VILNIUS - Russian President Vladimir Putin's threats to use nuclear weapons now resemble North Korea's similar behavior, Lithuanian Prime Minister Ingrida Simonyte, currently in Japan, says.
In a statement issued on Friday, the Lithuanian prime minister stressed that Japan, which is situated not far from North Korea, is constantly watching how its representatives "from time to time allow themselves to go out and brandish nuclear weapons".
"Clearly, this is very similar to Putin's threats. Obviously, Japan takes this threat very seriously. It's certainly a matter of great concern and apprehension since it's one of the countries that have survived a nuclear tragedy," Simonyte said.
"Clearly, the global effort aimed at stopping the madmen who even think they can talk about using nuclear weapons, must be more focused than ever," the Lithuanian prime minister said.
Simonyte said she heard Japanese politicians and business people's support for Ukraine in its fight against the Russian invasion as they understand that "one cannot surrender to autocratic regimes, and democracies must unite to support Ukraine".
Putin has made numerous threats to use nuclear weapons ever since he started the invasion of Ukraine in late February. Most recently, he has accused Kyiv of allegedly preparing to use a "dirty bomb".
These statements have raised concern within the international community that Russia may try to use this statement as a pretext to escalate the situation.
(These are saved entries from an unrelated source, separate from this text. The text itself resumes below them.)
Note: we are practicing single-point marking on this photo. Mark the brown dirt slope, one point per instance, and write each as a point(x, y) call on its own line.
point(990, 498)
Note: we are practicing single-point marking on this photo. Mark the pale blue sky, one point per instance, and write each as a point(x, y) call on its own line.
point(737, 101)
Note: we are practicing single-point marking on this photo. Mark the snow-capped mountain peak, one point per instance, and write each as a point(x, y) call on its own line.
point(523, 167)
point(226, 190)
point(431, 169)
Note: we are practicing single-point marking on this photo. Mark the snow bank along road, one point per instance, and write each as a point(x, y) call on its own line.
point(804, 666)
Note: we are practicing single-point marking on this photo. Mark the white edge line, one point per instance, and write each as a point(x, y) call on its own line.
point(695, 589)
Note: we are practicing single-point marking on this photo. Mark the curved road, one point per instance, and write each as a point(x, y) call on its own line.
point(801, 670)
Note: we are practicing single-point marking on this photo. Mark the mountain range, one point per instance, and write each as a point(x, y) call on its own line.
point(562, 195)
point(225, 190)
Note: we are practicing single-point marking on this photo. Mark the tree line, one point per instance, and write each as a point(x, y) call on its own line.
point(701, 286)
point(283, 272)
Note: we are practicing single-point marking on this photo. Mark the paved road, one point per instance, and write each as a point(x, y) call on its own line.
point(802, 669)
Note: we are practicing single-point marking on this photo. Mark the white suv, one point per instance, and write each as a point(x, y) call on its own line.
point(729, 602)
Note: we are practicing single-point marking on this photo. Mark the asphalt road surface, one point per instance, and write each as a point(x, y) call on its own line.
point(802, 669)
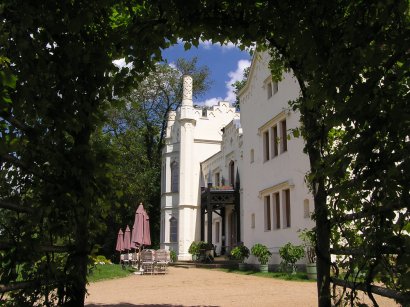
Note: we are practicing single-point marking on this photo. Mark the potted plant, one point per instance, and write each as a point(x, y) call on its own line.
point(291, 254)
point(240, 252)
point(194, 250)
point(263, 254)
point(308, 238)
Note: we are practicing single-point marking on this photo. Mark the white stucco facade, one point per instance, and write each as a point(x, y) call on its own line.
point(192, 136)
point(274, 199)
point(272, 171)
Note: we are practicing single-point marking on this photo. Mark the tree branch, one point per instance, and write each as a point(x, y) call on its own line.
point(15, 207)
point(402, 297)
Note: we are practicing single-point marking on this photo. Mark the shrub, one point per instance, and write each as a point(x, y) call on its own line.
point(290, 255)
point(261, 252)
point(100, 259)
point(308, 238)
point(196, 246)
point(240, 252)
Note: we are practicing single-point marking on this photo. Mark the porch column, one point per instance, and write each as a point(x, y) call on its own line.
point(238, 207)
point(202, 221)
point(209, 211)
point(209, 217)
point(223, 214)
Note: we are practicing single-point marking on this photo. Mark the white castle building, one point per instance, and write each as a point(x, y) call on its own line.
point(229, 178)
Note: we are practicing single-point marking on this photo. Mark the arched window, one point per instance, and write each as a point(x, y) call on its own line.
point(232, 173)
point(174, 177)
point(173, 229)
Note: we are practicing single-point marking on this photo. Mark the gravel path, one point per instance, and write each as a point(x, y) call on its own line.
point(202, 287)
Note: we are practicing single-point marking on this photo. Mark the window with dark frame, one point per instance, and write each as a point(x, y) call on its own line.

Kyiv suspects that Russia itself may use a "dirty bomb" and blame it on the Ukrainians to justify the use of conventional nuclear weapons after Moscow has recently suffered several military defeats in southern and eastern Ukraine.
Meanwhile, nuclear-armed Pyongyang is a constant source of concern for its neighbors and the international community because of its ballistic missile launches.